Despite this, the environmental aspect to large families does not bother me. The average birth rate in Canada is something like 2; what do I care if someone has 10 kids?  There are so few people having 10 kids that statistically it is not going to matter.  

 

I do have some worries about kids getting enough attention in large families.  I worry about this because I don't think I would be able to give each child the attention I would want to give them if I was spread so thin.  Maybe some people can, however.

 

I very much believe thay another persons family size is none of my business.

 

This is really my take. My siblings and I each had four children, giving my mom a total of 12 grandchildren from 3 children. (I'll also add that none of us were okay with having an abortion, and there were two unplanned pregnancies and two sets of fraternal twins involved in all this - having a big/biggish family isn't always about planning to have a big family.)

 

My aunt on my dad's side also had three children. She has two grandchildren. My bff always wanted kids. She has none. My sister's oldest friend is child free. I live in a family friendly townhouse complex (in this case, it means the management will only rent to people with kids), and we have one family with six kids (and the last was also an accident), one with four kids (us), three with three kids...and the others are all either one or two child families. This is out of about 40 units.

 

When my son was in Scouts, almost every boy there was either an only child or one of two kids. In his 13 years of public school (including kindergarten, of course), he only had about four classmates with more than one sibling. I think the onlies outnumbered those with any sibling at all. When ds2 was in preschool, he had one classmate with two siblings, and the others were all either onlies or one of two.

 

My own graduating class was about 180 people. I know of one other guy who had four kids (including twins again).

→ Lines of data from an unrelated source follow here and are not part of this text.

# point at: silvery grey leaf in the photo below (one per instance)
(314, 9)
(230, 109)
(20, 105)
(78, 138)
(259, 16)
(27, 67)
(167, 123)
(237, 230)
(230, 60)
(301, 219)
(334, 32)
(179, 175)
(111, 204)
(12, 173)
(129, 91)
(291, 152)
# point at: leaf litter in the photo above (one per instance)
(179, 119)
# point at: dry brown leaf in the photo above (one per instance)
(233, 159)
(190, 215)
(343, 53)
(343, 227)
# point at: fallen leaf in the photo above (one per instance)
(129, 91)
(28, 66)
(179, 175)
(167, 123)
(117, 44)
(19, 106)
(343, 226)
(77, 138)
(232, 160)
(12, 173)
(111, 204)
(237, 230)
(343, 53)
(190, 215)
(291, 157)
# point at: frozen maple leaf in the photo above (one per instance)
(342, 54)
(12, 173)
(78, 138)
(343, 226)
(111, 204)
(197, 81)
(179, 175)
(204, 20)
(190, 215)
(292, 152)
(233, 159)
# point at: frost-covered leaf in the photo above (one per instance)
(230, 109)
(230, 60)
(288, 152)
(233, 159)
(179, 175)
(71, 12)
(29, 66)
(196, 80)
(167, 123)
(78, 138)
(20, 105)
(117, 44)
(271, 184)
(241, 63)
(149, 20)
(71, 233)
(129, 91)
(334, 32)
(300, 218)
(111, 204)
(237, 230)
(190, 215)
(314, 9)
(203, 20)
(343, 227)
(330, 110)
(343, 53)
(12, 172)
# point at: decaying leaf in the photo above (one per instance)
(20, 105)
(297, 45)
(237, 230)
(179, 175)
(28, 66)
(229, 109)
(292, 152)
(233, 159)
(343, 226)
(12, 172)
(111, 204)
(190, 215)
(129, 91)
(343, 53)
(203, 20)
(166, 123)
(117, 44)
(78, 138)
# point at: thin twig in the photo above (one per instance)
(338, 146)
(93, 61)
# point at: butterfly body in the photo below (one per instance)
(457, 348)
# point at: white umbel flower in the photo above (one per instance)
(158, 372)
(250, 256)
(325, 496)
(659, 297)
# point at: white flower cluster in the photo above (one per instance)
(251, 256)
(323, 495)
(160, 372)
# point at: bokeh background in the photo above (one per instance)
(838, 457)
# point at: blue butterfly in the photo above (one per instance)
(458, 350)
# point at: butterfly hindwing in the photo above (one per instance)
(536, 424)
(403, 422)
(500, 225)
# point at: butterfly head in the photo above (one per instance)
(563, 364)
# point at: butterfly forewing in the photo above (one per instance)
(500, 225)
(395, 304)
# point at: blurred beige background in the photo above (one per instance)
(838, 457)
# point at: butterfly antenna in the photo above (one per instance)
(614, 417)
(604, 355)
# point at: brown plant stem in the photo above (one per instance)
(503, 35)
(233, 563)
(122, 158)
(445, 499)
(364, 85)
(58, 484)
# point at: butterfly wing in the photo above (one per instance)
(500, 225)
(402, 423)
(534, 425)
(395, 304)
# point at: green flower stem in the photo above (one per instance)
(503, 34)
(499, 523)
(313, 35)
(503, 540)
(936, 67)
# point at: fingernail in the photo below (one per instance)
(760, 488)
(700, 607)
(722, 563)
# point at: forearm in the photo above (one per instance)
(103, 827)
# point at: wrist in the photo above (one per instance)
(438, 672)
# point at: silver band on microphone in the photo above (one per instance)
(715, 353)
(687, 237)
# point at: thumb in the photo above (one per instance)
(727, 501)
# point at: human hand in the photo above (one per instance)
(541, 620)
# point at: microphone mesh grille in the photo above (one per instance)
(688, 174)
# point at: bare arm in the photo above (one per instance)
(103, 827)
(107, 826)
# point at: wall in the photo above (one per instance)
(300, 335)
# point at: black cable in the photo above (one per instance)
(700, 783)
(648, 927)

There are a handful with three. There are a lot with one (and many only had that one in the last few years - we're the class of '86, and it's very unlikely they're having anymore). There are a few dozen with no kids at all. The fact that Mark and I have four each (he may more now - haven't seen him since the 10 year reunion) doesn't really have much impact. I don't have exact numbers, but I don't think my grad class, averaged out, is even at replacement birth rate. (Most of my old friends - many of whom weren't in my grad class - have no kids at all.)

 

My city is becoming incredibly crowded, but the population isn't coming from big families. It's coming from immigration. If everybody who was born here stopped having children today, Vancouver would still be growing by leaps and bounds. The city is actively courting the population increase, and if I didn't have four kids, the 'hole" would be filled by someone else.

post #40 of 69

I think they are great. Im always interested in the logistics of how they manage. I always identified with the  the little old woman who lived in the shoe, but chose to do other things with my life  than to have many children. I have 3.  People seem to think that is alot, so i guess it all relative.